Thank you @etorreborre for having a look into it
Eric Torreborre
@etorreborre
Mar 01 2018 13:06
Can you try 4.0.3? Also how do you run your tests, IntelliJ? Did you try with sbt only?
Also arguments in a mutable spec can be invoked directly:
class ATestSpec(implicit ee: ExecutionEnv) extends mutable.Specification {

  xonly

  "TeamService" should {
    "count the team size" in {
      val result = Future(1)
      result must beEqualTo(1).await
    }
  }
}
In mutable specs you can't use def is because this method is automatically populated when you write statements like "count the team size" in .... This add a new 'Specification fragment' to a private local variable. When executing the spec, all the collected fragments are being used to implement the def is method. This is all the beauty of having a DSL relying on mutation :-)
Bert Poller
@bpoller
Mar 01 2018 13:13
Ok Eric, you last phrase was a bit too challenging for me, the noob. But your trick with the xonly did it ! Thank you.

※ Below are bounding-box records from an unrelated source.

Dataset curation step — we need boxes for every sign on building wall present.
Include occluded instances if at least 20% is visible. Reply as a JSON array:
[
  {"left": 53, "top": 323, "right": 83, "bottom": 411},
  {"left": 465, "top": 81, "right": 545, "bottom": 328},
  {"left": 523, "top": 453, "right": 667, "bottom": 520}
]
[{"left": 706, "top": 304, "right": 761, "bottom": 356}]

One last question instead of the xonly, I could change the timeFactor by simply plugging args.execute(timeFactor = 25) ?
Eric Torreborre
@etorreborre
Mar 01 2018 13:14
yes that's supposed to work
Bert Poller
@bpoller
Mar 01 2018 13:14
ok that's great ! I'll give it a try :thumbsup:
This did the job. Done! Thank you so much! :clap:
Eric Torreborre
@etorreborre
Mar 01 2018 13:18
The last phrase is worth thinking about. The code you put in a mutable.Specification is declared inside the body of a class. This is cool because you can write those statements without having to related them to any attribute or method. ButSo when you load the class, this code is executed right away. And this code is the whole spec definition! So if we want to control how things are executed we need to store this code in a mutable variable, hence the name mutable.Specification. That's why, in order to be able to implement such a DSL, we need mutability and this complicates a bunch of things internally.